Semantically it seems to me that their appellation is equivocal, for the term Festival implies a series of events, not an isolated concert, but as they change chameleon-like, there´s no such thing with this ensemble as a steady trio, quartet or quintet; what matters, though, is what they bring to us. In this instance, it was a clever and intelligent combination of textures between piano, clarinet, violin and cello.
The other players were Chen Halevi, clarinet, from Israel; Mihaela Martin, violin, Romanian; and Frans Helmerson, cello, Swedish. Two of them (the strings, of course) are part of the Michelangelo Quartet. All have wide experience in chamber music.

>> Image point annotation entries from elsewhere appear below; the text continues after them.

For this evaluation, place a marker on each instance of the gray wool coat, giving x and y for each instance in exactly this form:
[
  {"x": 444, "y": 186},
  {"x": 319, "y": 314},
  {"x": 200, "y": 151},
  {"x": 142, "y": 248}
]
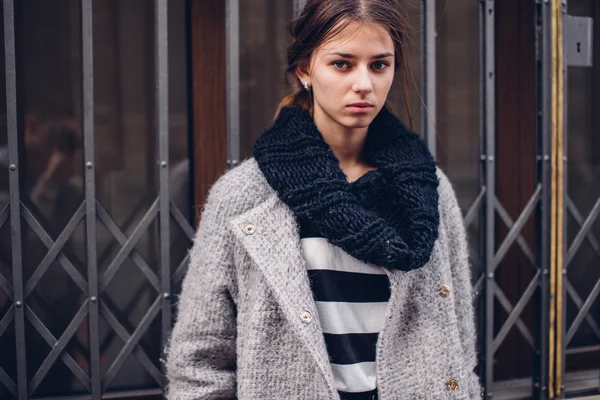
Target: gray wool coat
[{"x": 248, "y": 328}]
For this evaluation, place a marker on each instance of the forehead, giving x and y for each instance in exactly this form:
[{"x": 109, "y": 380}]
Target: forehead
[{"x": 359, "y": 39}]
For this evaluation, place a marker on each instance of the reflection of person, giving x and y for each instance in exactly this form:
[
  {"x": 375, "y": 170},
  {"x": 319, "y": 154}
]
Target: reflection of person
[
  {"x": 52, "y": 190},
  {"x": 334, "y": 263},
  {"x": 52, "y": 150}
]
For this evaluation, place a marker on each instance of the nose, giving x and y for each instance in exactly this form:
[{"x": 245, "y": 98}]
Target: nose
[{"x": 362, "y": 81}]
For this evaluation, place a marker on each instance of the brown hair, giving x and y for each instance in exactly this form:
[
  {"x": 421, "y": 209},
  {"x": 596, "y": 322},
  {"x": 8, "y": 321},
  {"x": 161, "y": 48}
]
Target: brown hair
[{"x": 323, "y": 19}]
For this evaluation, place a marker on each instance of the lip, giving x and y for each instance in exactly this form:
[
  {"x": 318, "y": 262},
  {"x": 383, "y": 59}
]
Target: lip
[
  {"x": 361, "y": 105},
  {"x": 360, "y": 108}
]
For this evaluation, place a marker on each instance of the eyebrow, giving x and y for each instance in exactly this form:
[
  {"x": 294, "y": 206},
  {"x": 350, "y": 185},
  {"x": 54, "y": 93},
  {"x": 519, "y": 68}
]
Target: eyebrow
[{"x": 346, "y": 55}]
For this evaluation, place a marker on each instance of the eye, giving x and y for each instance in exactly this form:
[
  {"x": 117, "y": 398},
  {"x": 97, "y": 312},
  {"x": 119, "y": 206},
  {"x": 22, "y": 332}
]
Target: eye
[
  {"x": 340, "y": 64},
  {"x": 380, "y": 65}
]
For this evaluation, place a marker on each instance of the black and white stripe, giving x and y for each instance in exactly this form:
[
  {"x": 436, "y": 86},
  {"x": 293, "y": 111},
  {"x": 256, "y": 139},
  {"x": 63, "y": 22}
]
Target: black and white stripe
[{"x": 351, "y": 298}]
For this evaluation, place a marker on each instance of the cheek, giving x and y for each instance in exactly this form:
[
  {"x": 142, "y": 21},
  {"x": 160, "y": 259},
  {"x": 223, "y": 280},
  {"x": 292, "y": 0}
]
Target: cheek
[{"x": 383, "y": 83}]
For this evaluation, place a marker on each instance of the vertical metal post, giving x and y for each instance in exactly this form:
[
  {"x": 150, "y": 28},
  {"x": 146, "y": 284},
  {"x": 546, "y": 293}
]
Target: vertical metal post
[
  {"x": 233, "y": 81},
  {"x": 428, "y": 73},
  {"x": 90, "y": 191},
  {"x": 15, "y": 201},
  {"x": 162, "y": 125},
  {"x": 488, "y": 71},
  {"x": 544, "y": 131},
  {"x": 298, "y": 7},
  {"x": 482, "y": 236},
  {"x": 563, "y": 265}
]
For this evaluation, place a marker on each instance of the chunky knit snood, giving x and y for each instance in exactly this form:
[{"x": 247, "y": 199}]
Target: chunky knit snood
[{"x": 388, "y": 217}]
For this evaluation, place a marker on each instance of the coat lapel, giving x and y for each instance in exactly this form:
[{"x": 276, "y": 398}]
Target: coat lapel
[{"x": 274, "y": 245}]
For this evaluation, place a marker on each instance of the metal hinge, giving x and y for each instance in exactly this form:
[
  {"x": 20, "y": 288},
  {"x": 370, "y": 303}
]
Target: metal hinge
[{"x": 578, "y": 33}]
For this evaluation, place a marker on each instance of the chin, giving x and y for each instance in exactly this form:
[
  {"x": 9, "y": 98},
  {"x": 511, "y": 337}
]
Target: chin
[{"x": 357, "y": 121}]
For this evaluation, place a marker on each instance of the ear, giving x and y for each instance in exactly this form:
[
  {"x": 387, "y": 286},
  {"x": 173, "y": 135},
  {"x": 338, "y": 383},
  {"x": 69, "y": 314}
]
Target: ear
[{"x": 303, "y": 74}]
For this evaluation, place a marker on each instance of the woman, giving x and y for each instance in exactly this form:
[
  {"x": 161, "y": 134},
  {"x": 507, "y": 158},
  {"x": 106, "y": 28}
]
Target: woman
[{"x": 333, "y": 264}]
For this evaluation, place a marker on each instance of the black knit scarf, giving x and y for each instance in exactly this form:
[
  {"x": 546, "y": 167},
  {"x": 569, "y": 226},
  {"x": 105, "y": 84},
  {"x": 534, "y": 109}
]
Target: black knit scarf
[{"x": 388, "y": 217}]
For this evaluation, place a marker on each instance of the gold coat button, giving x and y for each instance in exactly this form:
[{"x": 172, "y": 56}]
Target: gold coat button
[
  {"x": 444, "y": 290},
  {"x": 452, "y": 384},
  {"x": 249, "y": 228},
  {"x": 306, "y": 316}
]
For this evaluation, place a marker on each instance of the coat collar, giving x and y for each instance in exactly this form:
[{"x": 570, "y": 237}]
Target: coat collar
[{"x": 275, "y": 248}]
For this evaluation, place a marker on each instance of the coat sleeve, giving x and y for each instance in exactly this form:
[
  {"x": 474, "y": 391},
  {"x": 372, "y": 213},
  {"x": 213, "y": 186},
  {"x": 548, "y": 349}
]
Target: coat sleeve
[
  {"x": 461, "y": 281},
  {"x": 201, "y": 355}
]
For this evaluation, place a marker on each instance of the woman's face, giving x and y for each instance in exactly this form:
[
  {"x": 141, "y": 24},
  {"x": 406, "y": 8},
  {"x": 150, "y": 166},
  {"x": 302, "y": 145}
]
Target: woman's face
[{"x": 350, "y": 76}]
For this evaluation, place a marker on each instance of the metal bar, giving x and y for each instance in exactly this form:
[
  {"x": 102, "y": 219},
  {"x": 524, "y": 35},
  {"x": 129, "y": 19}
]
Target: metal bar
[
  {"x": 7, "y": 319},
  {"x": 488, "y": 112},
  {"x": 516, "y": 228},
  {"x": 15, "y": 216},
  {"x": 48, "y": 242},
  {"x": 4, "y": 215},
  {"x": 122, "y": 239},
  {"x": 124, "y": 335},
  {"x": 517, "y": 310},
  {"x": 51, "y": 340},
  {"x": 582, "y": 312},
  {"x": 428, "y": 73},
  {"x": 475, "y": 208},
  {"x": 583, "y": 349},
  {"x": 579, "y": 303},
  {"x": 579, "y": 219},
  {"x": 87, "y": 63},
  {"x": 8, "y": 383},
  {"x": 162, "y": 124},
  {"x": 561, "y": 241},
  {"x": 58, "y": 348},
  {"x": 587, "y": 225},
  {"x": 544, "y": 133},
  {"x": 233, "y": 81},
  {"x": 122, "y": 394},
  {"x": 6, "y": 287},
  {"x": 132, "y": 342},
  {"x": 509, "y": 224},
  {"x": 505, "y": 303},
  {"x": 112, "y": 269},
  {"x": 298, "y": 7},
  {"x": 181, "y": 269},
  {"x": 53, "y": 253},
  {"x": 182, "y": 221}
]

The programme was long (about a hundred minutes) and valid, placing two great Twentieth Century composers (Hindemith and Bartók) between two masters of yore, Beethoven and Schubert. Beethoven´s Trio Op.ll is the only for clarinet, cello and piano; he wrote it in 1797, at a time when the creator was young (27), in good health, considered one of the best pianists of his time and a brilliant composer. The music is still more Classicist than early Romantic; in those 20 minutes there are a joyful and inventive first movement, a beautifully melodic Adagio, and a Finale based on the tune of a vocal Trio from a Joseph Weigl opera, much liked at the time ("L´amor marinaro") where Beethoven shows his ability in the Theme and Variations form. That Weigl melody was so popular that it became a "Gassenhauer" (a street song), and that´s the nickname of this Trio.

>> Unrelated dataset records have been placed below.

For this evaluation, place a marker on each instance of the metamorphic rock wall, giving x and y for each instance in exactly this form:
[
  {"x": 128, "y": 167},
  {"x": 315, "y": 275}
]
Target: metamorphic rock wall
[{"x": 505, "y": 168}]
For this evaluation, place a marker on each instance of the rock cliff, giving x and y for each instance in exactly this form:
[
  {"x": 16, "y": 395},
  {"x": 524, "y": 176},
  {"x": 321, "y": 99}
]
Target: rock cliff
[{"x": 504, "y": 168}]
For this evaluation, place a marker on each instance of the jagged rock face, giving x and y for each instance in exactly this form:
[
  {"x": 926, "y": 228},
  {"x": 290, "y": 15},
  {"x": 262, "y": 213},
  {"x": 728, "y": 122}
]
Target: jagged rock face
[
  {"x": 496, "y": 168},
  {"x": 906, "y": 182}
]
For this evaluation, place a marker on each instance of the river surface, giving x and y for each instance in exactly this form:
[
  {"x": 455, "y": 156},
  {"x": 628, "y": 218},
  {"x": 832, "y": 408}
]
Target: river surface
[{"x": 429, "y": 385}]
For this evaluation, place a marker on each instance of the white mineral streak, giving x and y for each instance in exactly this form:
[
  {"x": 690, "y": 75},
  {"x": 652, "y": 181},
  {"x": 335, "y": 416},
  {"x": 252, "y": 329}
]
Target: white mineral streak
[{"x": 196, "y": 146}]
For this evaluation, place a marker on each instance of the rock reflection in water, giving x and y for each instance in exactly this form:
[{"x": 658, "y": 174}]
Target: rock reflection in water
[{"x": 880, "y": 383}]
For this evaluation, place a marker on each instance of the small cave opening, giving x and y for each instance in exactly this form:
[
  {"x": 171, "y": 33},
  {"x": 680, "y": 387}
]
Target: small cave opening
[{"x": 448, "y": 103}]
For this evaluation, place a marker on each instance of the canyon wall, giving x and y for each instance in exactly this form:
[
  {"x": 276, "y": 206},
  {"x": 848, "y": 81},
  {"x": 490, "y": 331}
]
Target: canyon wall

Bashkirova´s sovereign command of the piano was evident throughout, as well as her sense of style and crystalline touch. Halevi proved to be a virtuoso, with firm attack of high notes, control of dynamics and great fluidity in the difficult runs. Helmerson was uneven, with sensitive and songful arches of melody, but also some glaring mistakes.
Unfortunately Hindemith isn´t trendy nowadays; this important composer is shamefully neglected, so I was glad to get to know his Quartet for the unlikely combination of clarinet, violin, cello and piano, written in 1938 at the transitional time of his life when he was preparing his exile to Switzerland (Hitler had denounced his art as "degenerate"!), whilst in Zurich all concerned were rehearsing the première of his mighty opera "Mathis the Painter" (still not premièred here...). Hindemith was amazing in another sense: he was a professional violinist and violist but also played passably nine other instruments, and he composed sonatas for tuba and viola d´amore!

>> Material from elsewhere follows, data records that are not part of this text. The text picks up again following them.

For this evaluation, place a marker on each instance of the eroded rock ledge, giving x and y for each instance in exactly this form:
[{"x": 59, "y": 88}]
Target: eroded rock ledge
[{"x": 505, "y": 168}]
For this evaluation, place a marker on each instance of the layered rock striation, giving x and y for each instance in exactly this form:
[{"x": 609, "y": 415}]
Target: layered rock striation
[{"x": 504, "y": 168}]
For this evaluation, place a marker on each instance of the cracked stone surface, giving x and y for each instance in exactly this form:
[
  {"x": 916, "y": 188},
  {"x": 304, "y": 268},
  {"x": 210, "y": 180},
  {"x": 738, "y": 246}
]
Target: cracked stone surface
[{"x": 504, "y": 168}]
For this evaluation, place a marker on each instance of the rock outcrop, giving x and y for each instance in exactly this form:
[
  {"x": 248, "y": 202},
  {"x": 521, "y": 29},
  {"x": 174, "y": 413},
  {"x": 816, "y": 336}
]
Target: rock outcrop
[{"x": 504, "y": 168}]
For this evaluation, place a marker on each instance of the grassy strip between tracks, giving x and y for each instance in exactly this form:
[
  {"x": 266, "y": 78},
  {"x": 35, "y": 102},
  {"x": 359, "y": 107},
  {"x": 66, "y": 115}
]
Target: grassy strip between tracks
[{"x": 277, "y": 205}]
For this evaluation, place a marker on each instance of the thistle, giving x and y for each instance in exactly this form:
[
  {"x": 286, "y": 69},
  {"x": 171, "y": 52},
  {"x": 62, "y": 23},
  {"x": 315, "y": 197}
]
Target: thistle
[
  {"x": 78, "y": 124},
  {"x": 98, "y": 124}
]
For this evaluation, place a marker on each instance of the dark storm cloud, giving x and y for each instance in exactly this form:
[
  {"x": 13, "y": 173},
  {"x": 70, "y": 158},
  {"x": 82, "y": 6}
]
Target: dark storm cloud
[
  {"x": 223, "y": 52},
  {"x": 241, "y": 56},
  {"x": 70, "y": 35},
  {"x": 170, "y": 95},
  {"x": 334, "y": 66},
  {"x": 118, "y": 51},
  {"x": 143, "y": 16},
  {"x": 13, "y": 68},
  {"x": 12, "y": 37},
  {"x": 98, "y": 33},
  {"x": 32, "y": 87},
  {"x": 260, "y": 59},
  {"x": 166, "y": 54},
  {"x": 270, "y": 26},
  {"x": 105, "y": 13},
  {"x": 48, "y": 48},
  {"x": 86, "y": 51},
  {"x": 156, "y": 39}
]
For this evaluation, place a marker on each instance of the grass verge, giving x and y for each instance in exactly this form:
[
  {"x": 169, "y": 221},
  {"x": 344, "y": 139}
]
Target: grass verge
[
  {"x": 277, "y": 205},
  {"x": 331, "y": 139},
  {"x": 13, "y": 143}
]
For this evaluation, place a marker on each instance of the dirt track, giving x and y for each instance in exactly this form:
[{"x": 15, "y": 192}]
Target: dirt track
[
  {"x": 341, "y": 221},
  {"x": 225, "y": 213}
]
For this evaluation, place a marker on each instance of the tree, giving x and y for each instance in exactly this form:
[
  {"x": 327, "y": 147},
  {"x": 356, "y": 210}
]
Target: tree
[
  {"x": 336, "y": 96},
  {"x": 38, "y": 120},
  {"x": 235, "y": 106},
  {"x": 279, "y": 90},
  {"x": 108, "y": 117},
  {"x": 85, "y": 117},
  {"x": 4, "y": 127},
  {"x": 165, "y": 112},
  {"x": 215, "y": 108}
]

After an iconoclastic youth, at 43 he returned to more traditional tonality and counterpoint, as the closely argued three-movement, 30-minute quartet we heard demonstrated. The four recordings I found in my catalogue are in small labels hard to find, so there was need for rather fierce concentration to absorb the powerful craftsmanship of the music. I take it on faith that we were given a responsible reading, for I have no score.
In 1940 Bartók also was an exile, but in New York. Benny Goodman liked his music and asked for two fast pieces to record; Bartók´s friend, violinist Joseph Szigeti, joined the project; the composer added a third movement, and "Contrasts" was born, in fact a Trio. Their recording is the historic reference. A recruiting dance (Verbunkos) is followed by "Repose" (slow) and crowned by a vibrant "Sebes" of Romanian influence. After correct but tame performances of the first two pieces, the interpretation became fiery in the third, responding to the pungent rhythms (splendid the clarinettist).
Schubert´s marvelous First Trio for piano and strings is a work of full maturity, which means that he was 30 (he died one year later...). The reading was musical and in good taste, but it lacked energy; Schubert isn´t Brahms; however, to play it at the Colón you need ampler volume and more accent. The violinist´s tone is sweet and true, but with no bite when needed, and the cellist was again better in ample melodies than in demanding moments. The pianist was by far the most reliable member.